Lama pemberian kloramfenikol pada demam tifoid adalah 10-14 hari. Pemberian obat
yang terlalu singkat atau terlalu lama dari yang seharusnya akan berpengaruh terhadap
hasil pengobatan.
5. Waspada terhadap efek samping
Pemberian obat potensial menimbulkan efek samping, yaitu efek tidak diinginkan yang
timbul pada pemberian obat dengan dosis terapi, karena itu muka merah setelah pemberian
atropin bukan alergi, tetapi efek samping sehubungan vasodilatasi pembuluh darah di wajah.
Pemberian tetrasiklin tidak boleh dilakukan pada anak kurang dari 12 tahun, karena
menimbulkan kelainan pada gigi dan tulang yang sedang tumbuh.
6. Tepat penilaian kondisi pasien
Respon individu terhadap efek obat sangat beragam. Hal ini lebih jelas terlihat pada
beberapa jenis obat seperti teofilin dan aminoglikosida. Pada penderita dengan kelainan ginjal,
pemberian aminoglikosida sebaiknya dihindarkan, karena resiko terjadinya nefrotoksisitas
pada kelompok ini meningkat secara bermakna. Beberapa kondisi berikut harus
dipertimbangkan sebelum memutuskan pemberian obat.
 β-bloker (misalnya propranolol) hendaknya tidak diberikan pada penderita hipertensi
yang memiliki riwayat asma, karena obat ini memberi efek bronkhospasme.
 Antiinflamasi Non Steroid (AINS) sebaiknya juga dihindari pada penderita asma, karena
obat golongan ini terbukti dapat mencetuskan serangan asma.
 Peresepan beberapa jenis obat seperti simetidin, klorpropamid, aminoglikosida dan
allopurinol pada usia lanjut hendaknya ekstra hati-hati, karena waktu paruh obat-obat
tersebut memanjang secara bermakna, sehingga resiko efek toksiknya juga meningkat
pada pemberian secara berulang.

6
 Peresepan kuinolon (misalnya siprofloksasin dan ofloksasin), tetrasiklin, doksisiklin, dan
metronidazol pada ibu hamil sama sekali harus dihindari, karena memberi efek buruk
pada janin yang dikandung.
Obat yang diberikan harus efektif dan aman dengan mutu terjamin, serta tersedia setiap
saat dengan harga yang terjangkau. Untuk efektif dan aman serta terjangkau, digunakan obat-
obat dalam daftar obat esensial.
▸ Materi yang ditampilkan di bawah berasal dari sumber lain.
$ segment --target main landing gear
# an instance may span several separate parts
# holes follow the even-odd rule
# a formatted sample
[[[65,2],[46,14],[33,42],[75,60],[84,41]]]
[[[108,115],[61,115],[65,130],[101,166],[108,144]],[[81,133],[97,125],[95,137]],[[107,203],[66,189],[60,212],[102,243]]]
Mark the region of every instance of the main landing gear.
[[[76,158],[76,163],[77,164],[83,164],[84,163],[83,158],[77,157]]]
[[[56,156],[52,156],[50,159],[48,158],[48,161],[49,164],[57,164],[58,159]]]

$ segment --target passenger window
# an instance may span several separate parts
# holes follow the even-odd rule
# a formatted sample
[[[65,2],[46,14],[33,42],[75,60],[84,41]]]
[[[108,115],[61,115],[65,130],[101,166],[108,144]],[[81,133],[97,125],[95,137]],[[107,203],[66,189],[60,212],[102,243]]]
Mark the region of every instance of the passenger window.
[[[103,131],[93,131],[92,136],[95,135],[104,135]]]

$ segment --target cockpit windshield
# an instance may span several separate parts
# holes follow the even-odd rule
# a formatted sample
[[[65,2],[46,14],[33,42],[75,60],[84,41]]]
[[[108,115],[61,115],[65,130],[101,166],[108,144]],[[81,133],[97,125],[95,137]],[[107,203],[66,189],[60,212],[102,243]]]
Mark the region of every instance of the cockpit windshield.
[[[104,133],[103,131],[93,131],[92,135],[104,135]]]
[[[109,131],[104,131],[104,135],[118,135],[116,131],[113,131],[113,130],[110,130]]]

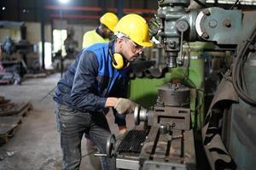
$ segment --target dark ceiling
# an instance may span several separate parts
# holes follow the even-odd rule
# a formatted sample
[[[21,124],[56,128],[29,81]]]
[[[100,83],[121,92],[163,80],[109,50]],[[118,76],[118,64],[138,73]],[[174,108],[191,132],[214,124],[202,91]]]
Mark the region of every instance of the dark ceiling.
[[[97,20],[102,14],[112,11],[137,13],[151,17],[158,8],[157,0],[0,0],[0,20],[50,22],[54,18],[65,18],[68,22]],[[41,18],[43,16],[43,18]]]
[[[214,2],[208,6],[224,8],[218,3],[218,0]],[[225,7],[228,8],[231,5]],[[239,8],[252,8],[255,6],[239,5]],[[0,0],[0,20],[40,22],[44,20],[48,23],[61,15],[69,23],[97,22],[97,19],[107,11],[114,12],[119,17],[137,13],[149,19],[157,8],[157,0],[69,0],[66,4],[59,0]]]

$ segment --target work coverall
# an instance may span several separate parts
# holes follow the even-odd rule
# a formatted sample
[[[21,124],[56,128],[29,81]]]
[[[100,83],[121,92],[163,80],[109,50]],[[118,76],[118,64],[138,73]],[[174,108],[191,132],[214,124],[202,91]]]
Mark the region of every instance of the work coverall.
[[[129,68],[114,69],[108,53],[109,43],[96,43],[79,53],[58,82],[54,99],[61,134],[63,169],[79,169],[84,133],[106,153],[110,134],[105,114],[107,97],[125,97]],[[111,49],[114,52],[114,45]],[[125,125],[122,116],[116,122]],[[102,169],[114,169],[114,158],[101,158]]]

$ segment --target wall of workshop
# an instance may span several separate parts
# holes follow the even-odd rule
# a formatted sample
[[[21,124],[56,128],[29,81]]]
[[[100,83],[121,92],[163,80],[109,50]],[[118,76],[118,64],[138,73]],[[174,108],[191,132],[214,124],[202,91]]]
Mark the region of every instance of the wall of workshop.
[[[73,29],[74,30],[74,40],[79,42],[78,50],[82,49],[83,36],[84,34],[90,30],[96,29],[96,24],[88,23],[88,24],[73,24],[68,23],[67,20],[61,21],[60,20],[54,20],[53,27],[54,29]]]

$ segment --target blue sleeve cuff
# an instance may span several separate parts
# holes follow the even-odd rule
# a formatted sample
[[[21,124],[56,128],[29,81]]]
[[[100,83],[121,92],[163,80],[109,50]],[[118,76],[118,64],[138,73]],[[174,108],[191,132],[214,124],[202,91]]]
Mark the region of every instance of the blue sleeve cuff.
[[[114,116],[114,123],[118,126],[126,126],[125,115],[119,114],[115,109],[113,109],[113,113]]]

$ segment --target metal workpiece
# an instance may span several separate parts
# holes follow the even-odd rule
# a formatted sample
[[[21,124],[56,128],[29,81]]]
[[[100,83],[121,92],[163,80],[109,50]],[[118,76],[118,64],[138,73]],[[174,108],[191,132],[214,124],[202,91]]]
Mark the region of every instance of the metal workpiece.
[[[172,124],[173,129],[190,130],[190,109],[183,107],[155,106],[153,125]],[[148,123],[149,124],[149,123]]]
[[[212,7],[199,13],[195,20],[195,30],[205,41],[216,42],[218,44],[236,44],[243,32],[241,23],[241,10]]]
[[[139,125],[141,122],[147,122],[149,110],[143,108],[141,105],[137,105],[134,110],[134,122],[135,125]]]
[[[140,154],[141,160],[145,161],[143,169],[157,167],[159,169],[195,169],[192,130],[173,130],[172,134],[161,134],[159,128],[153,127],[148,136]]]
[[[188,7],[190,4],[190,0],[158,0],[159,6],[177,6],[183,5]]]
[[[186,106],[189,104],[190,89],[180,83],[165,84],[159,88],[158,104],[165,106]]]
Pemilihan obat dalam daftar obat esensial didahulukan
dengan mempertimbangkan efektivitas, keamanan dan harganya oleh para pakar di bidang
pengobatan dan klinis. Untuk jaminan mutu, obat perlu diproduksi oleh produsen yang
menerapkan CPOB (Cara Pembuatan Obat yang Baik) dan dibeli melalui jalur resmi. Semua
produsen obat di Indonesia harus dan telah menerapkan CPOB.
7. Tepat informasi
Informasi yang tepat dan benar dalam penggunaan obat sangat penting dalam
menunjang keberhasilan terapi Sebagai contoh :
- Peresepan rifampisin akan mengakibatkan urine penderita berwarna merah. Jika hal ini
tidak diinformasikan, penderita kemungkinan besar akan menghentikan minum obat karena
menduga obat tersebut menyebabkan kencing disertai darah. Padahal untuk penderita
tuberkulosis, terapi dengan rifampisin harus diberikan dalam jangka panjang.
- Peresepan antibiotik harus disertai informasi bahwa obat tersebut harus diminum sampai
habis selama satu kurun waktu pengobatan (1 course of treatment), meskipun gejala-gejala
klinik sudah mereda atau hilang sama sekali. Interval waktu minum obat juga harus tepat,
bila 4 kali sehari berarti tiap 6 jam. Untuk antibiotik hal ini sangat penting, agar kadar obat
dalam darah berada di atas kadar minimal yang dapat membunuh bakteri penyebab
penyakit.
8. Tepat tindak lanjut (follow-up)
Pada saat memutuskan pemberian terapi, harus sudah dipertimbangkan upaya tindak
lanjut yang diperlukan, misalnya jika pasien tidak sembuh atau mengalami efek samping.
Sebagai contoh, terapi dengan teofi lin sering memberikan gejala takikardi. Jika hal ini
terjadi, maka dosis obat perlu ditinjau ulang atau bisa saja obatnya diganti. Demikian pula
dalam penatalaksanaan syok anafi laksis, pemberian injeksi adrenalin yang kedua perlu
segera dilakukan, jika pada pemberian pertama respons sirkulasi kardiovaskuler belum seperti
yang diharapkan.

7
9. Tepat penyerahan obat (dispensing)
Penggunaan obat rasional melibatkan juga dispenser sebagai penyerah obat dan pasien
sendiri sebagai konsumen. Pada saat resep dibawa ke apotek atau tempat penyerahan obat di
Puskesmas, apoteker/asisten apoteker menyiapkan obat yang dituliskan peresep pada lembar
resep untuk kemudian diberikan kepada pasien. Proses penyiapan dan penyerahan harus
dilakukan secara tepat, agar pasien mendapatkan obat sebagaimana harusnya. Dalam
menyerahkan obat juga petugas harus memberikan informasi yang tepat kepada pasien.
10. Pasien patuh terhadap perintah pengobatan yang dibutuhkan, ketidaktaatan minum obat
umumnya terjadi pada keadaan berikut :
 Jenis dan/atau jumlah obat yang diberikan terlalu banyak
 Frekuensi pemberian obat per hari terlalu sering
 Jenis sediaan obat terlalu beragam
 Pemberian obat dalam jangka panjang tanpa informasi
 Pasien tidak mendapatkan informasi/penjelasan yang cukup mengenai cara
minum/menggunakan obat
 Timbulnya efek samping (misalnya ruam kulit dan nyeri lambung), atau efek ikutan (urine
menjadi merah karena minum rifampisin) tanpa diberikan penjelasan terlebih dahulu.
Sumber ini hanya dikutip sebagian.